Il problema, dunque, non può più essere liquidato come propaganda.
La questione che l’Europa evita
Non serve demonizzare milioni di musulmani europei per riconoscere un problema molto più serio: uno Stato che accoglie grandi comunità culturalmente differenti deve essere sufficientemente sicuro della propria identità da pretendere integrazione senza vergognarsi della propria storia.
L’alternativa non è tra xenofobia e multiculturalismo.
L’alternativa è tra integrazione e frammentazione.
Una società può accogliere immigrati pakistani, indiani, africani, arabi o asiatici e contemporaneamente affermare senza complessi che la lingua, le leggi, le istituzioni e i simboli nazionali costituiscono il terreno comune.
Anzi: proprio una società molto diversificata ha ancora più bisogno di simboli condivisi.
Se invece l’identità nazionale viene progressivamente reinterpretata come qualcosa di aggressivo, mentre ogni identità minoritaria viene considerata intoccabile, si crea una asimmetria culturale destinata prima o poi a produrre una reazione.
Raise the Colours può essere criticata.
I suoi aderenti devono rispettare la legge.
Chi minaccia dipendenti pubblici deve risponderne.
Chi utilizza infrastrutture che non gli appartengono deve sottostare alle norme che valgono per tutti.
Ma nulla di tutto questo elimina la domanda politica:
perché migliaia di britannici sentono improvvisamente il bisogno di riempire le proprie città di bandiere inglesi e britanniche?
Forse il fenomeno merita qualcosa di più della risposta giudiziaria.
Germania: un disagio simile
Anche in Germania il rapporto con la bandiera nazionale rimane particolarmente delicato per evidenti ragioni storiche.
La Bundesflagge nera, rossa e oro è naturalmente perfettamente legale e rappresenta la Repubblica federale e la sua tradizione democratica.
Eppure il suo utilizzo nelle manifestazioni politiche identitarie continua spesso a produrre una reazione molto più controversa di quanto accada in altri Paesi.
È significativo perché la bandiera nero-rosso-oro non nasce dal nazismo: affonda le proprie radici nei movimenti liberali e nazionali tedeschi dell’Ottocento e nella rivoluzione del 1848.
È dunque il simbolo della Germania costituzionale, non del Terzo Reich.

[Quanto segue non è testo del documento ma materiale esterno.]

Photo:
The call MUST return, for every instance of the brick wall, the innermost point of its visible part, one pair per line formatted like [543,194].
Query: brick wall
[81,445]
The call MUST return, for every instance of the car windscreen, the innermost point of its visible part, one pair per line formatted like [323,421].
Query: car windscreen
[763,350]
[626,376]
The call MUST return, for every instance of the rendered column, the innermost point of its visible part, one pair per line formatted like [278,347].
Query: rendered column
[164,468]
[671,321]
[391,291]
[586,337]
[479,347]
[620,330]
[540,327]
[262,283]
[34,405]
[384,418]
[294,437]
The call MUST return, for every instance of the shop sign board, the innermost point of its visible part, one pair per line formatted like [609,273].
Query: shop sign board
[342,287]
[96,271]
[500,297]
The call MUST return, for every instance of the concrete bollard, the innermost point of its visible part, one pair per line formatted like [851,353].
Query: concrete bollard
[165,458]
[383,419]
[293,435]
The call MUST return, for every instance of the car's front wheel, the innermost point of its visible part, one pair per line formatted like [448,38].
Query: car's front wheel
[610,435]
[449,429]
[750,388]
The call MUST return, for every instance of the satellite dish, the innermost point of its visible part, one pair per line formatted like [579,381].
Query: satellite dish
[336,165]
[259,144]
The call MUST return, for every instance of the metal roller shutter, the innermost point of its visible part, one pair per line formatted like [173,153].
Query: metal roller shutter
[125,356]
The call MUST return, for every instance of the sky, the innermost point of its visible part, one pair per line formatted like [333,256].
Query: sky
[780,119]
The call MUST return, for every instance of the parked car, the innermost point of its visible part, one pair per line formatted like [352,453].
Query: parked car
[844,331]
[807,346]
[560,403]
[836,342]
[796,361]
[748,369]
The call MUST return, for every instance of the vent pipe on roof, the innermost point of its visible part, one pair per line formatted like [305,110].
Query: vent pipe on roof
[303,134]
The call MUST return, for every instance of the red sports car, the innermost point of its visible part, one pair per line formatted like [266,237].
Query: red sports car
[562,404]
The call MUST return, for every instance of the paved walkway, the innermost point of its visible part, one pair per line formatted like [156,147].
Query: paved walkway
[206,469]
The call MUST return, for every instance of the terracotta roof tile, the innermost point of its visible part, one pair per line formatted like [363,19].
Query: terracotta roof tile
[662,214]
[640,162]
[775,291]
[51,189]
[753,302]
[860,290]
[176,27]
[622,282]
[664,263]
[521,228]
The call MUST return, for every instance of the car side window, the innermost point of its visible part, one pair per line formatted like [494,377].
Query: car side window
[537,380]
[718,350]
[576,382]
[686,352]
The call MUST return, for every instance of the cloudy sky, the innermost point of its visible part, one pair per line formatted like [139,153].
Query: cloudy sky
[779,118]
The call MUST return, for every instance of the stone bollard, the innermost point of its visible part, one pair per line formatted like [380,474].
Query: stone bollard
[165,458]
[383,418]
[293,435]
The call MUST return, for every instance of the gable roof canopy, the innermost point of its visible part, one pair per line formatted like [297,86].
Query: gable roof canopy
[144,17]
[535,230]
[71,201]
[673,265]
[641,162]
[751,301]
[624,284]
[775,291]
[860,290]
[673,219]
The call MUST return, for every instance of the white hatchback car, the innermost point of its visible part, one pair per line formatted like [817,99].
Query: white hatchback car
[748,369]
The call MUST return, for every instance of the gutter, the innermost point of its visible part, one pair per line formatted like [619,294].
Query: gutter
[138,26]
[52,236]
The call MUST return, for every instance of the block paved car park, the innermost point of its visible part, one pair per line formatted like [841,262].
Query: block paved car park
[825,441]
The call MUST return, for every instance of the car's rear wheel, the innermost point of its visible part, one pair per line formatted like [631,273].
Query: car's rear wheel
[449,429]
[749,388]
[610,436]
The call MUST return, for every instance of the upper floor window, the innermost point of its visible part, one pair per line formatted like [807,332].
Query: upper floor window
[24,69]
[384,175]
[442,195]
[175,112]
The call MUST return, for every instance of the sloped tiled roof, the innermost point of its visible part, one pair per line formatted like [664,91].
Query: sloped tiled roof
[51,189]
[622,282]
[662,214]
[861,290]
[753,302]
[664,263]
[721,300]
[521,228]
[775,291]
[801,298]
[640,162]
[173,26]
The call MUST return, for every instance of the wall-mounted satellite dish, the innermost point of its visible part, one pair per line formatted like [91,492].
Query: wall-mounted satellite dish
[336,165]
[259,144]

Eppure una parte della cultura politica contemporanea continua a guardare con sospetto qualsiasi manifestazione particolarmente visibile di orgoglio nazionale.
Il risultato è un cortocircuito.
La democrazia pretende che i nuovi cittadini aderiscano ai valori costituzionali tedeschi mentre una parte della società sembra avere difficoltà a manifestare apertamente la propria identità nazionale senza accompagnarla immediatamente con giustificazioni.
La bandiera non è il problema
Il vero punto, quindi, non riguarda un pezzo di stoffa.
Riguarda la capacità dell’Europa occidentale di rispondere a una domanda elementare:
che cosa significa appartenere a una nazione?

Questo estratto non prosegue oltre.